Hundreds of troops were deployed on the streets of Colombo, and the Sri Lankan Defence Ministry announced an indefinite curfew in the capital and surrounding districts such as Gampaha following the attacks. Police and army sealed off the area around the site and the road leading to a private hospital where Kumaratunga was taken.

While in the hospital, Kumaratunga feared that the people would retaliate against the Tamil minorities. She urged her secretary to let the public know that she is fine, and to tell them the following, "I know that when people are excited and wanting violence, when they go to a place of worship, they do become calm. I said, 'Tell them my only request is that first they should remain calm and don't try to harm anybody, and secondly that they should all go to their places of worship and pray for me.'" There was no violent riot that night.

Kumaratunga's opponent in the election, Ranil Wickremesinghe, was due to address the UNP's last rally in Colombo the day after, but showed up only briefly to thank the crowd and left.

While the unidentified female suicide bomber perished in the bomb blast, others were arrested for aiding and abetting in the act.

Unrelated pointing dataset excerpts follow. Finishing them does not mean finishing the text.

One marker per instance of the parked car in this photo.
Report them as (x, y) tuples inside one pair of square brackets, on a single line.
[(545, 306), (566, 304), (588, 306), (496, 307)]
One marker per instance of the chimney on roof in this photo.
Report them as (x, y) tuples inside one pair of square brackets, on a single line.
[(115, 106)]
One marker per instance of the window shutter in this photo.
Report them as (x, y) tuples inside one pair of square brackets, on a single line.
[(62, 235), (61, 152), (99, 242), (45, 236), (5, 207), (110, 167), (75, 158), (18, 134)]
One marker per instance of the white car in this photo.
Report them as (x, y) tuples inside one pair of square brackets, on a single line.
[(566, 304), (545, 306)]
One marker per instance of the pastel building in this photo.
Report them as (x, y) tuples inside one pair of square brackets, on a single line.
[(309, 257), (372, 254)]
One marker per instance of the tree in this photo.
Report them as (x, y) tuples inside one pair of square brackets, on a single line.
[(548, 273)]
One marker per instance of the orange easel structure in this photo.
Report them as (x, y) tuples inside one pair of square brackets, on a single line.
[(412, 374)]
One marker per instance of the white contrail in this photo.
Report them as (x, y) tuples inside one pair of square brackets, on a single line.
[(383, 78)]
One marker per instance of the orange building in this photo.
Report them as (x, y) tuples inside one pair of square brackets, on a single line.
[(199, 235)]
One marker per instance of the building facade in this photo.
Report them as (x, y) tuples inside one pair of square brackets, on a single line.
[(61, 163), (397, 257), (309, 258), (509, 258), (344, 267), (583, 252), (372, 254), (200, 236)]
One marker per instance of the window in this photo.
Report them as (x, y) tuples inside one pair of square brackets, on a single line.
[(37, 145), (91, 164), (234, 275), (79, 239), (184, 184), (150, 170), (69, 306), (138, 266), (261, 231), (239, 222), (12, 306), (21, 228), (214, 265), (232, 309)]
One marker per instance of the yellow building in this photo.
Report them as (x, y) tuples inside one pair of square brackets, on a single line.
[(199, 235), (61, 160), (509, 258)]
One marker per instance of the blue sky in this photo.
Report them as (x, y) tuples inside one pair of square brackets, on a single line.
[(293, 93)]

Velayutham Varatharajah and Chandra Ragupathy were both charged with 30 years in prison. In 2021, President Ranil Wickremesinghe pardoned the two, while pardoning a total of eight Tamil prisoners. These prisoners were all arrested under Sri Lanka's Prevention of Terrorism Act. Under Article 34 of the Constitution of Sri Lanka, the President is assigned the power to grant amnesty to a person convicted by a court of Sri Lanka. President Wickremesinghe gained consent from President Kumaratunga before proceeding with the pardons.